Of course there are a number of shortcomings to the approach used in this analysis. Firstly, inter-study comparisons are problematic, notwithstanding the consistency of study protocols [21] and authorship of the studies examined here.

Secondly, the tests examined are screening tests and not diagnostic tests, and have been used in clinic-based populations which are inevitably selected compared to community or population-based samples.

Thirdly, both the unitary measures of diagnostic accuracy examined may be criticised [3]: correct classification accuracy is dependent on disease prevalence and may therefore differ in different populations; AUC ROC combines test accuracy over a range of thresholds which may be both clinically relevant and clinically nonsensical [22]. A cost-benefit or cost-worthiness analysis of screening would determine the benefits of true positive and true negative test results versus the costs of false positive and false negative results, and although the requisite analytical tools are available [23,24] this is much more difficult to do, perhaps requiring evaluation of the entire diagnostic test-treatment pathway, a so-called phase IV research question [3].

Fourthly, both the measures of test duration used were surrogates, rather than timed administration, which may vary between patients, dependent in part on degree of cognitive impairment. Other time surrogates, such as number of cognitive domains tested, might also have been examined, although the spread of values for this parameter would be less than for either of the two selected measures. The increased use of computerized testing in the future will allow measurement of actual time of test performance, and hence permit analysis of cost-benefit or cost-worthiness per unit time to define the most efficient test. The analysis using estimated test administration time suggested a correlation with one measure (AUC ROC curve) of test accuracy. No other studies explicitly examining time of test administration and measures of test diagnostic accuracy have been identified.

Fifthly, correlation between measures is not necessarily indicative of causality, although the consistency of the correlations is potentially suggestive. Moreover, statistical significance does not necessarily equate with clinical significance or relevance.

Sixthly, whether the findings also hold true for diagnosis of mild cognitive impairment or for informant-based CSIs, or in community-based or population-based patient samples, has not been examined.

Notwithstanding these limitations, it might be pragmatically argued in light of these findings that the policy of longer outpatient clinic appointments for patients with cognitive complaints (45–60 min), as compared to general neurology outpatient appointments (15–30 min), is justified in order to permit adequate time for the administration of longer CSIs because of the desired outcome of more accurate diagnosis. To borrow informally an analogy from science and engineering, there may be a lower “signal to noise ratio” when using longer CSIs (where the delivered strength of “signal” is related to statistical significance, and “noise” to standard deviation) due to their increased “bandwidth” (i.e., broader range of test scores or items). The greater neuropsychological coverage of longer CSIs, one of the desiderata suggested by expert consensus [25], may reduce test ceiling and floor effects.
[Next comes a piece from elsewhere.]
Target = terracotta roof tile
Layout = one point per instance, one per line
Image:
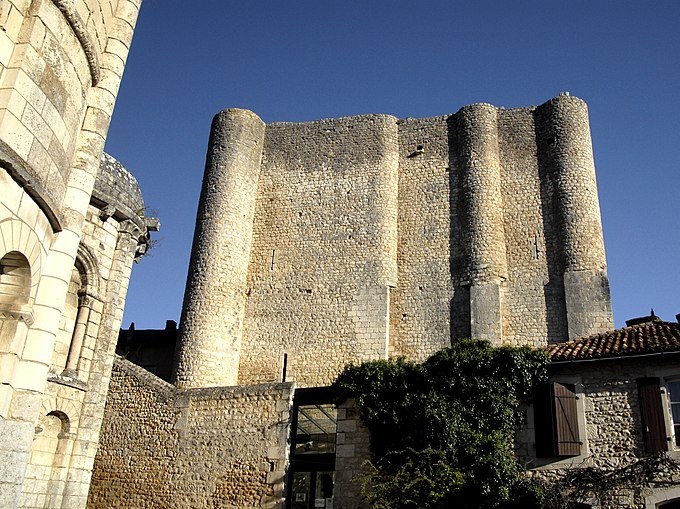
(645, 338)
This may also be quantified by the higher Q* index of longer CSIs, that being the point of indifference in ROC space where sensitivity and specificity are equal, another unitary metric of diagnostic accuracy that may be used to compare CSIs [26].
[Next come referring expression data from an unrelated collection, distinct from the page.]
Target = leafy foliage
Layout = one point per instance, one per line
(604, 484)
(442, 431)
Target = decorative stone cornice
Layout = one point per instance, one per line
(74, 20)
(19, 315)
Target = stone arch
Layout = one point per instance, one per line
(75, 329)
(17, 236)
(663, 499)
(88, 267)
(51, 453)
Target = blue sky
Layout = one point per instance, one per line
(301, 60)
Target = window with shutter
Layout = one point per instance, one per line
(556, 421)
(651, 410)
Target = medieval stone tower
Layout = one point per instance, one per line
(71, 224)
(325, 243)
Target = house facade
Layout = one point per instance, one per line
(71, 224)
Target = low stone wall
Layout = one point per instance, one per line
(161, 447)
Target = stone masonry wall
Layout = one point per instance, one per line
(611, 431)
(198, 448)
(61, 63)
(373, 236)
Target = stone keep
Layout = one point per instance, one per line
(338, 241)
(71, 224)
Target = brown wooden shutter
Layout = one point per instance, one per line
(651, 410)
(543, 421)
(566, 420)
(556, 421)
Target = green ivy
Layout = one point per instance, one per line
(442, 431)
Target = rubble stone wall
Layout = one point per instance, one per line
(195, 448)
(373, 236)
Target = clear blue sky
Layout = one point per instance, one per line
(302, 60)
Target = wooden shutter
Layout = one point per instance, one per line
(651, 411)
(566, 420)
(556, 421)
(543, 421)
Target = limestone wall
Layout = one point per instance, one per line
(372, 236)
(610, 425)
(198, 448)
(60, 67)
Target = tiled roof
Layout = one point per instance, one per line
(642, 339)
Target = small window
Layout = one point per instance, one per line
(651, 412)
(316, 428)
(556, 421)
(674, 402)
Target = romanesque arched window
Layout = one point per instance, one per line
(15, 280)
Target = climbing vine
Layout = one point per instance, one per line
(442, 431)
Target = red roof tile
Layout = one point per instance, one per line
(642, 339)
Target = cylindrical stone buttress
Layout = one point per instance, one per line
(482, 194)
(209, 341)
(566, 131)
Aside from these methodological and quantitative issues, clinician preference for specific tests may also need to be factored into the equation of which screening test to use in practice. Speed of administration was one of the factors, along with effectiveness and ease of administration, emerging in one survey documenting specialty clinicians’ preferences [27].

5. Conclusions

This study presents evidence of a trade-off for CSIs between measures of duration of test administration and measures of test diagnostic accuracy: longer tests are more accurate. Hence, in the clinical encounter, more time spent administering longer CSIs might improve accuracy of dementia diagnosis.